It’s been a while. I’ve been sick and when I get sick I get depressed. When I get depressed I lie around railing against myself, questioning any decisions I’ve made for the last thirty to forty years, and generally making a bad thing worse.
I can tell when I’m getting better because those voices diminish (they are always in the wings though).
I am thinking this morning about aging. A chorus of voices says—“oh you’re not old, don’t call yourself old, you’re only as old as you feel”. Blah, blah, blah.
So when do you get to say “I’m old”? 68, 70, 80, 85? You can’t outrace time or your genes or what happens to you ( those slings and arrows.)
I was reading an article in The Times this week about navy serviceman who were called in to help clean up a mess when planes carrying hydrogen bombs crashed in Spain. They pulled everyone in to help saying there was no danger, not supplying special masks or clothes, just sending them in. The thinking was that as long as the radioactivity could not be absorbed through the skin, they would be alright.
Wishful thinking. Radioactivity was absorbed through the air, through breathing in the dust in this dry and hot climate.
Some died quickly, some are just dying now after years of health problems, cancers and the like.
So what does this have to do with aging? I think we think about aging as a linear process. One to one hundred and one. But aging is a much meatier process. It has both linearity and heft. It is not just a succession of years, but an accretion of experiences, illnesses triumphs and failures. Aging is the embodiment of time.

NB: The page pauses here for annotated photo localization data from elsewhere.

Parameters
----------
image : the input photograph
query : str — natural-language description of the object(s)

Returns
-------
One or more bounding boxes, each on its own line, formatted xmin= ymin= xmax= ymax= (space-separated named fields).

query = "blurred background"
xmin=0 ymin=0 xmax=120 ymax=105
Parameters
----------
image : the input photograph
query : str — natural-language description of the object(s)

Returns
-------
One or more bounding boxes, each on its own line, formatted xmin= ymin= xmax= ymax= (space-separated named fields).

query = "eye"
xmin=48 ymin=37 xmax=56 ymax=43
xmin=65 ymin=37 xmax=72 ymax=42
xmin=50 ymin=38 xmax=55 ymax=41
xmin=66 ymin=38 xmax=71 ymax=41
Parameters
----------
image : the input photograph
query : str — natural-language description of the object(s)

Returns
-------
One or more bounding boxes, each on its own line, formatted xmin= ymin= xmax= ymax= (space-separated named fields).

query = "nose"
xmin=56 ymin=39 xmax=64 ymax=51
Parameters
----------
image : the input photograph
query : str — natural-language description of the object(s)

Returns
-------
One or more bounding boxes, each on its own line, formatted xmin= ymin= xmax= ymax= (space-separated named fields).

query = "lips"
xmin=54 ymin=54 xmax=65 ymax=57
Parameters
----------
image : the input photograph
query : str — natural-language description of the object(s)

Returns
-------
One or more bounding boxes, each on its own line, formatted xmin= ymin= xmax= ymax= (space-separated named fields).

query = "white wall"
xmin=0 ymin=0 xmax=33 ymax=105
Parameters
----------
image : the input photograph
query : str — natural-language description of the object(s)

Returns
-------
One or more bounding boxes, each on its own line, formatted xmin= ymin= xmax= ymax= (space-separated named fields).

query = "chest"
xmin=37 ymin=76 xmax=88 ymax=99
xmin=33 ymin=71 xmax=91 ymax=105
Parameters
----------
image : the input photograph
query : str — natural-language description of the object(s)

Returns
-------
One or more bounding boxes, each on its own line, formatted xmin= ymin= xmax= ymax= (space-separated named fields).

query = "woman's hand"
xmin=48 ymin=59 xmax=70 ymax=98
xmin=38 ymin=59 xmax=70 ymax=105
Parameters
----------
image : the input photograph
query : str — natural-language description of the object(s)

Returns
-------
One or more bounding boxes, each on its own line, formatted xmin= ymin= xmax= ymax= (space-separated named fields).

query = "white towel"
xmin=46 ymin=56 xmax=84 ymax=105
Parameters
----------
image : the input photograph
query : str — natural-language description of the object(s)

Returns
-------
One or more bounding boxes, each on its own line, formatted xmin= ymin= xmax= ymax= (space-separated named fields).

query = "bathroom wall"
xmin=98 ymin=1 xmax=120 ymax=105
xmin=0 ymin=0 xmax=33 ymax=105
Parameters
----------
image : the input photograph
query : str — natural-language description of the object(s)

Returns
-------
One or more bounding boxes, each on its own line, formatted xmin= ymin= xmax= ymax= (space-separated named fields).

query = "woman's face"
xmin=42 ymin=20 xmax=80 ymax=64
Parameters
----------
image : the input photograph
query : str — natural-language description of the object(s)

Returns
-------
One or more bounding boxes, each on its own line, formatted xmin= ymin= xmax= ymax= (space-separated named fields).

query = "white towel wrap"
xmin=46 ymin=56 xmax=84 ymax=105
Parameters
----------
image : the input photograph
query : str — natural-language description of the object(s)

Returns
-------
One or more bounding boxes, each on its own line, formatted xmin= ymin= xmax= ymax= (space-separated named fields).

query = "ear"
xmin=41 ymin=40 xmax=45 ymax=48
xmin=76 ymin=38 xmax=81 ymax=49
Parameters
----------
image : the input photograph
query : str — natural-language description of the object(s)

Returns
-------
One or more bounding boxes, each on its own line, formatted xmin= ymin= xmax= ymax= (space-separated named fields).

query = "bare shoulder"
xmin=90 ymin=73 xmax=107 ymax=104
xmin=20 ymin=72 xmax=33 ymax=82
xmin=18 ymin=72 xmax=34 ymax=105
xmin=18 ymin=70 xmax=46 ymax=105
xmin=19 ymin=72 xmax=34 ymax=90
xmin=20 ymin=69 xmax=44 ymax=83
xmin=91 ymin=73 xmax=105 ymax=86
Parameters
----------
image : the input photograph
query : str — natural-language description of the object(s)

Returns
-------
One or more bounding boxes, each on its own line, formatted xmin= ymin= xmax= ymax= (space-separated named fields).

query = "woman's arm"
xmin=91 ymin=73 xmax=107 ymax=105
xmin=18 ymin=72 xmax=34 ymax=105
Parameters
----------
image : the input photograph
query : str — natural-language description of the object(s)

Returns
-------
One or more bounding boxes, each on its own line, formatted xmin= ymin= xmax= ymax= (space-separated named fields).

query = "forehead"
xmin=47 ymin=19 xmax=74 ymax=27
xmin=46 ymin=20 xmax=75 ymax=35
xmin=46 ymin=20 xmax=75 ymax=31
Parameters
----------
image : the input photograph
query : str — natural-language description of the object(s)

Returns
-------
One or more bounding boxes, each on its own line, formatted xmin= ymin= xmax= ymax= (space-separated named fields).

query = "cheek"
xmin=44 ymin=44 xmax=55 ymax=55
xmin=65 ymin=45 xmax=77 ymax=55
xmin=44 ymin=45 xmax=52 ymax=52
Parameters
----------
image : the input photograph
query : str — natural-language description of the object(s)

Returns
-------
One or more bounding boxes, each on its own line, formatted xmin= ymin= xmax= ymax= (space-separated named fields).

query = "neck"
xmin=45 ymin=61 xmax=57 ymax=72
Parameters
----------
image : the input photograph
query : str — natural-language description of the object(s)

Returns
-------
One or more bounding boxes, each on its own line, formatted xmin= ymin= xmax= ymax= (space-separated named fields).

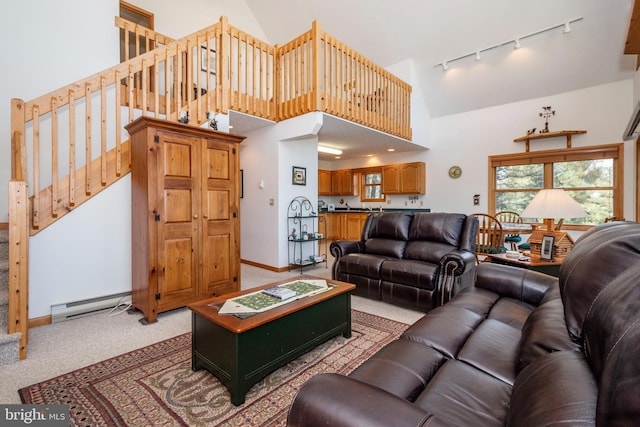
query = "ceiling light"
xmin=514 ymin=38 xmax=521 ymax=49
xmin=563 ymin=22 xmax=572 ymax=34
xmin=441 ymin=61 xmax=449 ymax=71
xmin=387 ymin=148 xmax=395 ymax=152
xmin=318 ymin=145 xmax=342 ymax=155
xmin=474 ymin=51 xmax=481 ymax=61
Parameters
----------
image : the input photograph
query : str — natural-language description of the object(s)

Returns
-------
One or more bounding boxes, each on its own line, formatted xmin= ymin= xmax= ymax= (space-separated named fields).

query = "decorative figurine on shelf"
xmin=178 ymin=110 xmax=189 ymax=124
xmin=206 ymin=111 xmax=218 ymax=130
xmin=290 ymin=228 xmax=297 ymax=240
xmin=539 ymin=106 xmax=555 ymax=133
xmin=526 ymin=127 xmax=537 ymax=135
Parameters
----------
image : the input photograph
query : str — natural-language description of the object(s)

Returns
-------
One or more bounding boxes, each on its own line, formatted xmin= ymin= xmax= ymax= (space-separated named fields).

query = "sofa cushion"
xmin=414 ymin=360 xmax=511 ymax=427
xmin=582 ymin=264 xmax=640 ymax=425
xmin=402 ymin=305 xmax=484 ymax=359
xmin=559 ymin=222 xmax=640 ymax=342
xmin=366 ymin=211 xmax=413 ymax=240
xmin=364 ymin=238 xmax=407 ymax=258
xmin=337 ymin=253 xmax=389 ymax=277
xmin=507 ymin=351 xmax=597 ymax=427
xmin=404 ymin=240 xmax=455 ymax=264
xmin=349 ymin=339 xmax=446 ymax=402
xmin=457 ymin=319 xmax=521 ymax=385
xmin=408 ymin=212 xmax=466 ymax=245
xmin=516 ymin=283 xmax=578 ymax=373
xmin=379 ymin=259 xmax=438 ymax=290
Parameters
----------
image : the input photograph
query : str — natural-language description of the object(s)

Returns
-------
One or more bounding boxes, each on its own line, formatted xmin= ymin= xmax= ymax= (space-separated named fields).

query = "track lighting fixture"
xmin=435 ymin=17 xmax=582 ymax=71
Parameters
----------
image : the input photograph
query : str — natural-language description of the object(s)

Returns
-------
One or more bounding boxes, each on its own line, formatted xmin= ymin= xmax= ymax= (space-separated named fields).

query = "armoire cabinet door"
xmin=156 ymin=132 xmax=201 ymax=311
xmin=202 ymin=139 xmax=239 ymax=297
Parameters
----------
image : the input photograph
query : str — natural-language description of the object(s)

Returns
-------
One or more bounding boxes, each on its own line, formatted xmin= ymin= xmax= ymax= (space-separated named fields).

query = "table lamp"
xmin=521 ymin=189 xmax=587 ymax=231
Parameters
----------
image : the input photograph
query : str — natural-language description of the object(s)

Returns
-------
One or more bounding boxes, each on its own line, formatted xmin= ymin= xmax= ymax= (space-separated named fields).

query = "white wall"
xmin=240 ymin=113 xmax=321 ymax=269
xmin=428 ymin=80 xmax=635 ymax=218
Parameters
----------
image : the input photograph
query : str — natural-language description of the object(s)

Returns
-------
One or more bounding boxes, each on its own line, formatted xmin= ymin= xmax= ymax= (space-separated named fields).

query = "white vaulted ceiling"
xmin=237 ymin=0 xmax=636 ymax=158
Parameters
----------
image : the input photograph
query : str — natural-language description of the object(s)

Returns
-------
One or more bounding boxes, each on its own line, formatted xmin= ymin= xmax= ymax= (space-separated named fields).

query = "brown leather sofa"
xmin=288 ymin=221 xmax=640 ymax=426
xmin=330 ymin=212 xmax=478 ymax=311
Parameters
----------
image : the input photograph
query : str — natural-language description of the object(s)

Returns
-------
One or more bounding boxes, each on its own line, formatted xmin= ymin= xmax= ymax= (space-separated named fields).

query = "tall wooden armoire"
xmin=126 ymin=117 xmax=245 ymax=323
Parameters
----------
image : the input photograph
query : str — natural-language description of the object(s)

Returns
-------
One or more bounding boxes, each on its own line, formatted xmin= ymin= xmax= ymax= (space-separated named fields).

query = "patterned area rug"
xmin=19 ymin=310 xmax=408 ymax=426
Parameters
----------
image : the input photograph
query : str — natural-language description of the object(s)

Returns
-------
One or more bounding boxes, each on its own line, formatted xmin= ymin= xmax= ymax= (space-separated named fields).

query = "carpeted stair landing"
xmin=0 ymin=229 xmax=21 ymax=366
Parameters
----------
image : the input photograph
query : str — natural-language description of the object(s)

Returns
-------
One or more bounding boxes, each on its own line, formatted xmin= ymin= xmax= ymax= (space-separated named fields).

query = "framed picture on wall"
xmin=540 ymin=235 xmax=555 ymax=261
xmin=292 ymin=166 xmax=306 ymax=186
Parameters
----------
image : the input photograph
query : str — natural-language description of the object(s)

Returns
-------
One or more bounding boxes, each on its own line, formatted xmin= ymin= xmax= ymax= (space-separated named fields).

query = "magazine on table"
xmin=217 ymin=279 xmax=330 ymax=315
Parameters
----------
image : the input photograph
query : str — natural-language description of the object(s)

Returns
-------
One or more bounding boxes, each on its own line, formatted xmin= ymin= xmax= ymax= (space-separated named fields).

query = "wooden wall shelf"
xmin=513 ymin=130 xmax=587 ymax=152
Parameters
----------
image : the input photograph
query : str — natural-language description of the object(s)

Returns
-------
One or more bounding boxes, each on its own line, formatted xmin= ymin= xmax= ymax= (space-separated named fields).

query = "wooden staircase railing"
xmin=8 ymin=16 xmax=412 ymax=360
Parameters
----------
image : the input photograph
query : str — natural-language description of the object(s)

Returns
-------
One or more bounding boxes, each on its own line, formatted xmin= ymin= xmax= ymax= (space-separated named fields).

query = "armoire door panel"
xmin=163 ymin=141 xmax=193 ymax=177
xmin=164 ymin=189 xmax=193 ymax=223
xmin=206 ymin=146 xmax=230 ymax=180
xmin=205 ymin=189 xmax=230 ymax=220
xmin=158 ymin=237 xmax=199 ymax=310
xmin=204 ymin=233 xmax=231 ymax=286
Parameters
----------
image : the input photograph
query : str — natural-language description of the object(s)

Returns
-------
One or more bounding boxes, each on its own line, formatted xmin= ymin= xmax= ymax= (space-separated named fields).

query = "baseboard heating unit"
xmin=51 ymin=291 xmax=132 ymax=323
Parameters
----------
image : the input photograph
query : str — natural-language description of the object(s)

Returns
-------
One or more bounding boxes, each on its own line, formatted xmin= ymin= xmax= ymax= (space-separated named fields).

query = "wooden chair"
xmin=495 ymin=211 xmax=523 ymax=251
xmin=471 ymin=213 xmax=504 ymax=263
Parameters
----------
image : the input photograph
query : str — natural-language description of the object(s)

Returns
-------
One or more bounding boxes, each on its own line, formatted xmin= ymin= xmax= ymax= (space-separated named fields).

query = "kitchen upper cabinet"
xmin=331 ymin=169 xmax=358 ymax=196
xmin=382 ymin=162 xmax=425 ymax=194
xmin=318 ymin=169 xmax=332 ymax=195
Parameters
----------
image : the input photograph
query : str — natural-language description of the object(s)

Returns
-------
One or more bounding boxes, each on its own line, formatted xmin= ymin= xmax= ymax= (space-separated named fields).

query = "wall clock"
xmin=448 ymin=165 xmax=462 ymax=179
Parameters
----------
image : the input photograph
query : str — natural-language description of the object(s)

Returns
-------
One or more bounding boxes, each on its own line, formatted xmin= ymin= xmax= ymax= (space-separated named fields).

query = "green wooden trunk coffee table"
xmin=187 ymin=275 xmax=355 ymax=406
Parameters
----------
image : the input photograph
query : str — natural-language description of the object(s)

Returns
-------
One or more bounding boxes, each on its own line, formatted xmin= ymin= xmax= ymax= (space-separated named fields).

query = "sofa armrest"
xmin=330 ymin=240 xmax=364 ymax=259
xmin=439 ymin=249 xmax=476 ymax=276
xmin=287 ymin=373 xmax=444 ymax=427
xmin=436 ymin=250 xmax=477 ymax=305
xmin=475 ymin=262 xmax=558 ymax=306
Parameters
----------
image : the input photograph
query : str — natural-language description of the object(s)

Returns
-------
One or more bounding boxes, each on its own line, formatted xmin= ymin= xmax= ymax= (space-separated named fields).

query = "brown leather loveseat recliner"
xmin=330 ymin=211 xmax=478 ymax=312
xmin=287 ymin=221 xmax=640 ymax=426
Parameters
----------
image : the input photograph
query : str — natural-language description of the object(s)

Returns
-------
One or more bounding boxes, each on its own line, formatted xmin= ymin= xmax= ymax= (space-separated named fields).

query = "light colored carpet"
xmin=0 ymin=262 xmax=424 ymax=404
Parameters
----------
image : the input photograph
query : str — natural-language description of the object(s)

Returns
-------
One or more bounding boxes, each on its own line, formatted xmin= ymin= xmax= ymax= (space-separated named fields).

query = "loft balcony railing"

What the hell am I talking about?
One of the navy guys in the story above said that his life had been ruined by what happened to him in Spain. He was old before he had a chance to be young.
I guess what I am trying to say is that “happy” aging presupposes health. Aging with grace presupposes health and luck and good genes. And aging, with or without luck, that horrible word, leads to death.
We are not made of teflon. Some will have things happen to them, some will inherit bad genes, some will ruin themselves with drink and smoking and dissolute living.
Death exists, not as the opposite but as a part of life. Cliche , yes. True, yes.
Death is not the opposite of life. It does not exist outside of me. It is already here, within my being. We are cohabiting. When we are young or younger and healthy we can forget this, push it to the side.
Illness, weakness, depression, all bring the idea of death, of aging and dying rushing back. Pat’s death was a slap across our collective consciousnesses.
Oh yeah! Oh that. Life is finite. What the fuck.